These images were then processed with HOG detector and only image patches that contains the part are used in later steps. Also, the relative position between the camera and the part was calculated in this step from the original position of gripper placed on the part and actual position of the gripper with the camera.

The training data consist from: (1) truth relative position between the camera and the object and (2) gray-scale image patch.

4.1 Synthetic Training Dataset

To be able to train CNN from synthetic training data, we need to obtain the same data in the same format. The most crucial part is the gray-scale image.

As the technical drawing of the part is available, it was easy to get the 3D model of the part in question. Now, the realistic gray-scale image of the model with proper lighting, shading, and reflection is necessary to simulate. As the most promising approach seems to use ray-tracing software. This software can realistically simulate all the complicated reflections and lighting of 3D models with different materials and textures. Our choice is to use the Persistence of Vision Raytracer (PoV-Ray) [9] (see Fig. 2 for example of the result) as it is open-source and authors are familiar with the usage of this software.

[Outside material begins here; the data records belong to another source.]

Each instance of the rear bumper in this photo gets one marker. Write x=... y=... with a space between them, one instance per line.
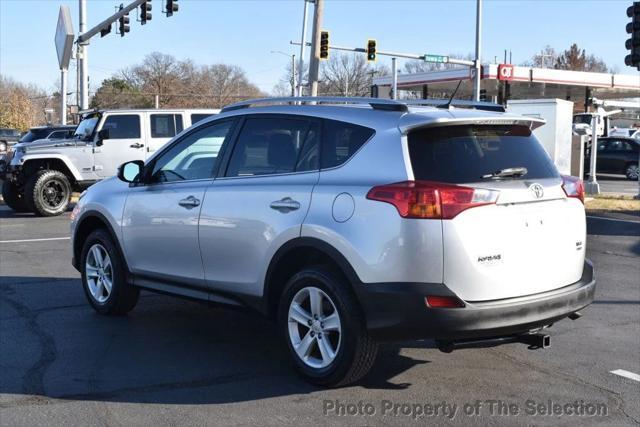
x=396 y=311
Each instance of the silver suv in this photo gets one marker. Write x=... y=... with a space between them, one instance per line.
x=349 y=222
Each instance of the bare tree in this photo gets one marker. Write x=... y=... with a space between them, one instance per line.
x=22 y=106
x=349 y=75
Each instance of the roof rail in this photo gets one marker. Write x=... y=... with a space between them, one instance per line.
x=461 y=103
x=375 y=103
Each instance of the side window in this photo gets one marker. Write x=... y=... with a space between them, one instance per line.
x=193 y=157
x=124 y=126
x=269 y=146
x=340 y=141
x=165 y=125
x=197 y=117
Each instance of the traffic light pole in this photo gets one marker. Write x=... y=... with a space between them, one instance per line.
x=83 y=57
x=303 y=45
x=314 y=58
x=478 y=62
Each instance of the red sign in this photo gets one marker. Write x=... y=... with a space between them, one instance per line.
x=505 y=72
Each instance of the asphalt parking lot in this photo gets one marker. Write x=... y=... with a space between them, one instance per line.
x=175 y=362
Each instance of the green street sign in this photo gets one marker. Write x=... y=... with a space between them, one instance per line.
x=435 y=58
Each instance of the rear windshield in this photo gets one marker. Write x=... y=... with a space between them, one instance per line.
x=460 y=154
x=35 y=134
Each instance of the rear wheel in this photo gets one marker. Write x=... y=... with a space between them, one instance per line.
x=48 y=193
x=324 y=329
x=13 y=197
x=104 y=276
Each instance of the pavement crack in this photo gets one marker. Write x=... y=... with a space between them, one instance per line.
x=33 y=381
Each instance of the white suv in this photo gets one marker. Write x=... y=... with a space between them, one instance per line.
x=349 y=221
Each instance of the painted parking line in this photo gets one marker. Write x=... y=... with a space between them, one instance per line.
x=613 y=219
x=626 y=374
x=35 y=240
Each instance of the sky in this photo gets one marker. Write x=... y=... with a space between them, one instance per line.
x=245 y=33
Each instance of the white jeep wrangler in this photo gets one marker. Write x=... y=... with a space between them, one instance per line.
x=41 y=175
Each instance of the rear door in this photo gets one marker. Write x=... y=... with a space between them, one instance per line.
x=259 y=201
x=532 y=240
x=125 y=143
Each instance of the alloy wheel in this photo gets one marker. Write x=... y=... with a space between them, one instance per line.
x=315 y=329
x=99 y=273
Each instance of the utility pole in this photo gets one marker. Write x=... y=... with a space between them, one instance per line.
x=478 y=66
x=293 y=75
x=394 y=85
x=314 y=57
x=83 y=65
x=303 y=45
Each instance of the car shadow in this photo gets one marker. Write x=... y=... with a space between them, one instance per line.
x=167 y=350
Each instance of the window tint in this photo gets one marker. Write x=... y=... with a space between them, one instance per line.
x=197 y=117
x=274 y=145
x=459 y=154
x=340 y=141
x=123 y=126
x=165 y=125
x=194 y=157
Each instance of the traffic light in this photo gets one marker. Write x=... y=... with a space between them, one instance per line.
x=171 y=7
x=106 y=30
x=124 y=24
x=633 y=28
x=371 y=50
x=324 y=45
x=145 y=12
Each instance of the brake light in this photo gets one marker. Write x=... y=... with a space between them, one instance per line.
x=431 y=200
x=436 y=301
x=573 y=187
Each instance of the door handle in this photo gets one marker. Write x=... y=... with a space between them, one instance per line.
x=285 y=205
x=189 y=202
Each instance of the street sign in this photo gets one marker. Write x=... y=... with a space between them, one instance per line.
x=436 y=58
x=505 y=72
x=64 y=37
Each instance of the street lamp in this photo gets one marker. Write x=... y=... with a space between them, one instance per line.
x=293 y=69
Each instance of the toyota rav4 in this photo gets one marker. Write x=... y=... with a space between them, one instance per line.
x=349 y=222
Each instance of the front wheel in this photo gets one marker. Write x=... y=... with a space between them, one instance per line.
x=324 y=329
x=13 y=197
x=48 y=193
x=104 y=276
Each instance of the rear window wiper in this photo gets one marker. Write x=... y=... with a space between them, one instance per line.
x=506 y=173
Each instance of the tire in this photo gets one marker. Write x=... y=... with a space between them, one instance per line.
x=122 y=297
x=13 y=197
x=48 y=193
x=355 y=351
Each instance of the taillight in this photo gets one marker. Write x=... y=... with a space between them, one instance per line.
x=573 y=187
x=431 y=200
x=436 y=301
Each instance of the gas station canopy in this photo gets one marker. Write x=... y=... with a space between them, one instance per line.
x=520 y=83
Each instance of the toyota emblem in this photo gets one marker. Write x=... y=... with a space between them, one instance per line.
x=537 y=190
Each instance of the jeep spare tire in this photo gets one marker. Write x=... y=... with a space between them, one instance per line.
x=48 y=193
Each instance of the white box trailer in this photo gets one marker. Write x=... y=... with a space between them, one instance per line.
x=556 y=134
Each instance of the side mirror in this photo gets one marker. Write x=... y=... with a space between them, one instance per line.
x=130 y=171
x=102 y=135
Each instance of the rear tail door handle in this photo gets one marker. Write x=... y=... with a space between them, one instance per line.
x=285 y=205
x=189 y=202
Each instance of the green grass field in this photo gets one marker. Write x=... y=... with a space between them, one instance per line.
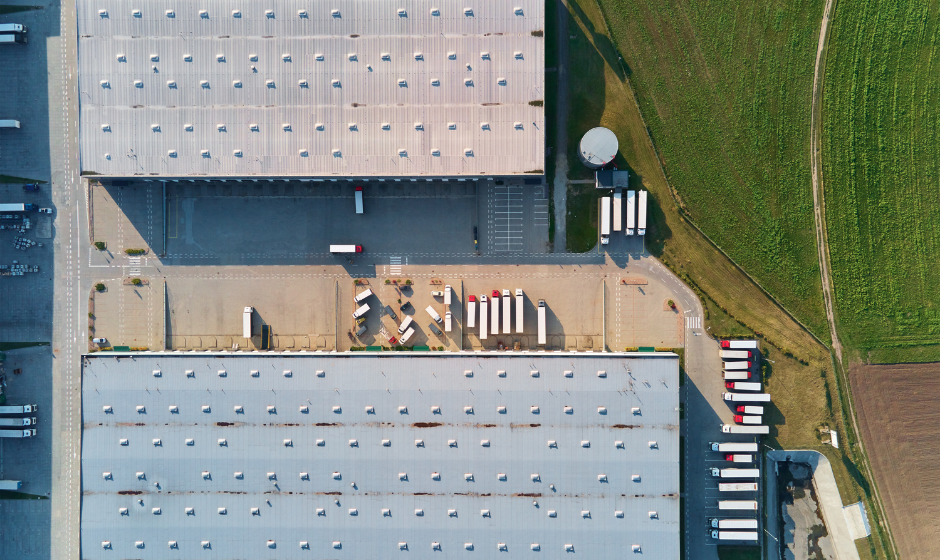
x=725 y=89
x=881 y=167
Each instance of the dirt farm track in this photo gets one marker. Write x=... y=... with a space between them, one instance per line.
x=899 y=417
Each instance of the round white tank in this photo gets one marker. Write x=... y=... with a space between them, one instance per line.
x=598 y=147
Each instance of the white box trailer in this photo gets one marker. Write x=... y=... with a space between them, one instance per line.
x=755 y=430
x=494 y=302
x=471 y=311
x=737 y=487
x=507 y=312
x=631 y=212
x=734 y=354
x=17 y=422
x=484 y=316
x=747 y=505
x=520 y=302
x=541 y=322
x=743 y=397
x=739 y=344
x=18 y=408
x=732 y=447
x=617 y=206
x=246 y=322
x=732 y=523
x=737 y=365
x=734 y=535
x=18 y=433
x=735 y=473
x=742 y=386
x=641 y=214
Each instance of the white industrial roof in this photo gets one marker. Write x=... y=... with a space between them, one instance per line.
x=358 y=456
x=290 y=88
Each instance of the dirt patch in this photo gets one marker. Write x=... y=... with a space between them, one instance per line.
x=899 y=421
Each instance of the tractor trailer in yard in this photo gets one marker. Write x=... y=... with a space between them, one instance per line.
x=755 y=430
x=744 y=397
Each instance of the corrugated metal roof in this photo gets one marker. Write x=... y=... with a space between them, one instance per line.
x=144 y=77
x=334 y=427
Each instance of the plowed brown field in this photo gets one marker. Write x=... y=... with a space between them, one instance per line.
x=899 y=417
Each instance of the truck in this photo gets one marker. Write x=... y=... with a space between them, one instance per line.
x=345 y=248
x=507 y=312
x=631 y=211
x=520 y=301
x=739 y=397
x=742 y=386
x=17 y=422
x=541 y=322
x=18 y=433
x=641 y=214
x=730 y=447
x=716 y=523
x=737 y=365
x=13 y=39
x=748 y=409
x=618 y=195
x=18 y=409
x=484 y=314
x=739 y=344
x=737 y=487
x=471 y=311
x=434 y=315
x=605 y=220
x=16 y=207
x=358 y=200
x=405 y=324
x=733 y=429
x=735 y=473
x=734 y=535
x=749 y=505
x=246 y=321
x=494 y=301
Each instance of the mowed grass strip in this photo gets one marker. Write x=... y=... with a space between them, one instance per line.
x=725 y=88
x=804 y=388
x=881 y=167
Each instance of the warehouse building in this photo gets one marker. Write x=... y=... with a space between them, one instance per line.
x=294 y=89
x=359 y=456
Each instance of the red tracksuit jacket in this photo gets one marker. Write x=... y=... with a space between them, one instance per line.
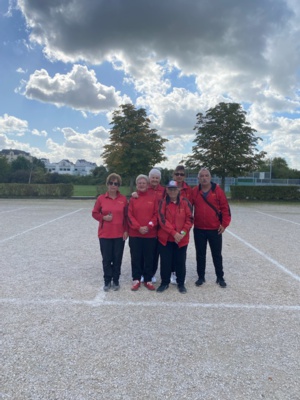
x=204 y=216
x=174 y=218
x=118 y=207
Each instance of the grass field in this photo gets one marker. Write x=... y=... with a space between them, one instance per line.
x=91 y=190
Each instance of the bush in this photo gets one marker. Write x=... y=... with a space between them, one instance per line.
x=287 y=193
x=35 y=190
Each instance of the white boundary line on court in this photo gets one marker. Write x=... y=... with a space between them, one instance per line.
x=282 y=219
x=276 y=263
x=99 y=300
x=39 y=226
x=15 y=209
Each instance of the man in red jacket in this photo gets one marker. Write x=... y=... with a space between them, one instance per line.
x=211 y=218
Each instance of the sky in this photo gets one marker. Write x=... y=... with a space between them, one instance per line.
x=66 y=66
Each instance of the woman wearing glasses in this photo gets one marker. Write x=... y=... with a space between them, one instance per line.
x=185 y=191
x=110 y=210
x=142 y=222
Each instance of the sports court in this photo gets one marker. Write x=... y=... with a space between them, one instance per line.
x=64 y=338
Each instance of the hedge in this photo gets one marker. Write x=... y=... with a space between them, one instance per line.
x=36 y=190
x=287 y=193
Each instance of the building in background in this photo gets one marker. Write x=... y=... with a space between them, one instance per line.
x=81 y=167
x=11 y=154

The real placement of the camera is in the center of the gripper head with circular light around the camera. See Fig. 3 depicting gripper head with the camera, sucking cups and circular light. Therefore, it was necessary to simulate the camera with the same field of view and the same light source around the camera, to get the same reflections on the surface of the parts. The object and the camera was placed in the same position as gathered by real manipulator with real part. So the synthetic dataset is as near to real one as possible.

The next task was to find the correct material and texture of the model, that is as near to appearance of the real part as possible. The similarity was evaluated by human eyes and improved in an iterative way to achieve the results depicted in Fig. 4.

5 Experiments Description and Evaluation

In the experiments, we compare the errors of the estimated position of the parts. We create two training datasets of the same size of 1000 images. The first dataset was collected with the real camera placed on the real manipulator. The second dataset was generated in the PoV-Ray software. Both datasets contain the same items, the images taken from same positions with the same lighting.

Also, we create a testing dataset with 200 images. The testing dataset was collected with the real camera on the real manipulator.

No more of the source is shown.